Increasing progesterone (P4) during early conceptus development may be crucial for establishment of pregnancy in dairy cattle. The objective of this study was to determine if human chorionic gonadotropin (hCG) at various times after ovulation will increase serum P4 during elongation and increase the chances for, and reduce variability to, initial increase in pregnancy-specific protein B (PSPB) following artificial insemination (AI). Time to PSPB increase was defined as the first day of increase in concentrations of PSPB between d 18 and 28 after ovulation in cows with ≥12.5% increases for 3 consecutive days compared with baseline. Lactating cows (n = 368) synchronized to Double-Ovsynch (first service) or Ovsynch (second or greater service) received one of 4 treatments: no hCG (control), or 3,000 IU of hCG on d 2 (D2), 2 and 5 (D2+5), or 5 (D5) after ovulation. All cows were examined via ultrasound on d 5 and 10 postovulation to determine percentage of cows with hCG-induced accessory CL (aCL) and to quantify and measure all luteal structures. Samples for serum P4 were collected on d 0, 5, 19, and 20 postovulation. The P4 was increased in D2, D2+5, and D5 groups compared with control. The D2+5 and D5 treatments increased aCL and P4 compared with D2 and control. The D2 treatment increased P4 on d 5 after ovulation compared with control. Serum PSPB samples were collected daily from all cows on d 18 through 28 after ovulation for determination of d of PSPB increase. Pregnancy diagnoses were performed via ultrasound examination on d 35, 63, and 100 after ovulation and AI. The D5 treatment reduced percentage of cows with, and increased the time to, PSPB increase. Primiparous cows with ipsilateral aCL had reduced pregnancy loss before d 100 postovulation compared with cows with contralateral aCL. Cows that had PSPB increase >21 d postovulation had 4× greater chances of pregnancy loss compared with cows that had PSPB increase on d 20 or 21. The highest quartile of P4 on d 5, but not on d 19 and 20, was associated with reduced time to PSPB increase. Time to PSPB increase appears to be an important measurement to understand reasons for pregnancy loss in lactating dairy cows. Increasing P4 utilizing hCG after ovulation did not enhance early pregnancy or reduce pregnancy losses in lactating dairy cows.

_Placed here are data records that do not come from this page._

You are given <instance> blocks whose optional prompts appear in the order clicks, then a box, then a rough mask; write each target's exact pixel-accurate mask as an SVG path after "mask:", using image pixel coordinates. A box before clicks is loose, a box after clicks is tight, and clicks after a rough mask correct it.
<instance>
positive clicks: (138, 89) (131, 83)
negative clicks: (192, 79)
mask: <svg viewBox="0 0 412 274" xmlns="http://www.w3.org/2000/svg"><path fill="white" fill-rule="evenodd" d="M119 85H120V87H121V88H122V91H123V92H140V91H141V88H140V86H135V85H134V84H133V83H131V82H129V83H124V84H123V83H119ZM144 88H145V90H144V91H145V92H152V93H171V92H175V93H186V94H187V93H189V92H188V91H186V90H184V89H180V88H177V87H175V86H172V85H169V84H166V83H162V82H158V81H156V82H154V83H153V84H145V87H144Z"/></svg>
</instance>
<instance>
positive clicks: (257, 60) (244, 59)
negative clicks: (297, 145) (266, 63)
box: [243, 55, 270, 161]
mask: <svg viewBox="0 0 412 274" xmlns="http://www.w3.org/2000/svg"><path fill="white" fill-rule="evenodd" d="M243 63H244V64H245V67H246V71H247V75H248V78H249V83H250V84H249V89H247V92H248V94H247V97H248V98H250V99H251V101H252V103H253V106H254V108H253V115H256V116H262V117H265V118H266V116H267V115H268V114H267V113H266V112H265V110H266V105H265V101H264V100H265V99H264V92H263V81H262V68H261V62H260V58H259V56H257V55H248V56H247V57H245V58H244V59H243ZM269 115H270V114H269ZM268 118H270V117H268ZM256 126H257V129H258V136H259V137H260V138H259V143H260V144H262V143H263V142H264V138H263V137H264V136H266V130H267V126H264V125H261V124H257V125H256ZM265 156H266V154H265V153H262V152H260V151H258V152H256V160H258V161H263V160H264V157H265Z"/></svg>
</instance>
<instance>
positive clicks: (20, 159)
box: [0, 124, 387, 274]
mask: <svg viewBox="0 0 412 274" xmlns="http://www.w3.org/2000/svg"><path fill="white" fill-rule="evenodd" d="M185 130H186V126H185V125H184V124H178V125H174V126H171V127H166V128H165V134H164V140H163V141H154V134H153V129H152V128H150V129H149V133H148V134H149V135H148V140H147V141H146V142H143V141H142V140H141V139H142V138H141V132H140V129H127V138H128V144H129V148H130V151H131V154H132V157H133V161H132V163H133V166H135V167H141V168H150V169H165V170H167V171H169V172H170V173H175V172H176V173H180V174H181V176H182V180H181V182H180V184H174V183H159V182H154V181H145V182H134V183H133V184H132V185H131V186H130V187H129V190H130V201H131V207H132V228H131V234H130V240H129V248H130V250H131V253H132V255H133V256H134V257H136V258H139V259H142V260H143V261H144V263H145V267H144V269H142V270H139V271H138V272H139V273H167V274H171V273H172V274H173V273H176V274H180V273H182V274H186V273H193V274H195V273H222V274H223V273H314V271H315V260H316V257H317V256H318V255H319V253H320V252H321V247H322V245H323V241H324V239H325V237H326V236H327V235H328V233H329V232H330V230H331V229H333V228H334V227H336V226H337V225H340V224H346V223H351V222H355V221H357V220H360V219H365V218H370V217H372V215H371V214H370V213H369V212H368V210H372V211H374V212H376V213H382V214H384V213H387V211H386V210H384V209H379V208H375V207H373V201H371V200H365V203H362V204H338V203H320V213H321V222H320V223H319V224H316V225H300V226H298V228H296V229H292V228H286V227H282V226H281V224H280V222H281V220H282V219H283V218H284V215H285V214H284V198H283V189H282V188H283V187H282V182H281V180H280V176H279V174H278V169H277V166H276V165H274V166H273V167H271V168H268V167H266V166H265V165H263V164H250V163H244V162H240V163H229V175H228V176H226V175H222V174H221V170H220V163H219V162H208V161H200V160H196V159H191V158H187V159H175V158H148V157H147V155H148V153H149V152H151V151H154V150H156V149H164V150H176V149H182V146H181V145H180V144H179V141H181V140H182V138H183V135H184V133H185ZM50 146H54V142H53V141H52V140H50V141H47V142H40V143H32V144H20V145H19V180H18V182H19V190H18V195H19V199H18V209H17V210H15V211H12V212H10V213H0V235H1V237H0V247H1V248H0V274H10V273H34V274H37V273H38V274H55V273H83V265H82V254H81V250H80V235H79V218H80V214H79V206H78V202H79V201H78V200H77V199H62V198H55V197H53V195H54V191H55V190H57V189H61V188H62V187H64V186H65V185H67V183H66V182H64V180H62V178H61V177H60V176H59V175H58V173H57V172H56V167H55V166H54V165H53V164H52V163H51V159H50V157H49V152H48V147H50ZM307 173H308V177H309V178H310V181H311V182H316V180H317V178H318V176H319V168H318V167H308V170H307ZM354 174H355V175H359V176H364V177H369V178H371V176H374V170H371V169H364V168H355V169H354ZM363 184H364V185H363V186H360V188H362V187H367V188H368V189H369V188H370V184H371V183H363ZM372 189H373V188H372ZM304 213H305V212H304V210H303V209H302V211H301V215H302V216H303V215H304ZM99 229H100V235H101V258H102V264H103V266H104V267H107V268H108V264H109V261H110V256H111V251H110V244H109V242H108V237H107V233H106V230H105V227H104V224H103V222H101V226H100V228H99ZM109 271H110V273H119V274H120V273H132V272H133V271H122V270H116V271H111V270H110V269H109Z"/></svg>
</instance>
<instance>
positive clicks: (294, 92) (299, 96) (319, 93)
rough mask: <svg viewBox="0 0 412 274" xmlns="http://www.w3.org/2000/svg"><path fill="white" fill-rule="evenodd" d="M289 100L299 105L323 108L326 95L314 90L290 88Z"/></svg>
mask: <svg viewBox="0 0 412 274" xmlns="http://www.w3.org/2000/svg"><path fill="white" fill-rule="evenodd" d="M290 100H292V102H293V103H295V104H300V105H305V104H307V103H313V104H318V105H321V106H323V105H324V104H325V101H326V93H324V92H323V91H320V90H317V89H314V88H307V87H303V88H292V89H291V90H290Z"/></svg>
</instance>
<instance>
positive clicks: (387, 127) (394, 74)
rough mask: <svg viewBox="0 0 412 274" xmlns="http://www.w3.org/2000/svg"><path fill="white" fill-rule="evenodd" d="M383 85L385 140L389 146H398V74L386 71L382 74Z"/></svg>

Is pregnancy loss initiated by embryonic death or luteal regression? Profiles of pregnancy-associated glycoproteins during elevated progesterone and pregnancy loss

Because progesterone (P4) is essential for pregnancy establishment and maintenance, we investigated the effect of increased concentrations of P4 on embryonic attachment and concentrations of pregnancy-associated glycoproteins (PAG). Additionally, we investigated the relationships among luteal regression, pregnancy loss, and PAG concentrations in cows undergoing pregnancy loss by d 33 of pregnancy. Lactating dairy cows were allocated into control (n = 40) and human chorionic gonadotropin (hCG; 3,300 IU on d 7 and 13 to promote greater circulating P4; GnRH = d 0; n = 46) groups. Progesterone was measured daily from d 7 to 33, and PAG was measured daily from d 17 to 33; both hormones were also measured on d 47 and 61. An increase in PAG >10% compared with d 17 was considered a marker for pregnancy. The gold standard for pregnancy diagnosis was ultrasound evaluation of embryonic heartbeat on d 33. Statistical analyses were done with PROC MIXED from SAS Institute Inc. Concentrations of P4 were greater from d 8 onward in the hCG group. Concentrations of PAG did not differ between groups from d 17 to 33, suggesting no effect of increased P4 on hastening embryonic attachment and placental development. Nevertheless, PAG was greater in the hCG group on d 47 and 61, suggesting greater placental area or PAG secretory capacity. Pregnancy loss between d 20 and 33 occurred in 24.6% of cows. About 50% of pregnancy loss was due to luteal regression and about 50% was due to conceptus failure; that is, a decrease in PAG in the absence of luteal regression. In conclusion, increased P4 does not hasten embryonic attachment or early placental development but it leads to increased PAG in the second half of the second month of gestation. Additionally, pregnancy loss seems to be initiated by either corpus luteum regression or conceptus failure.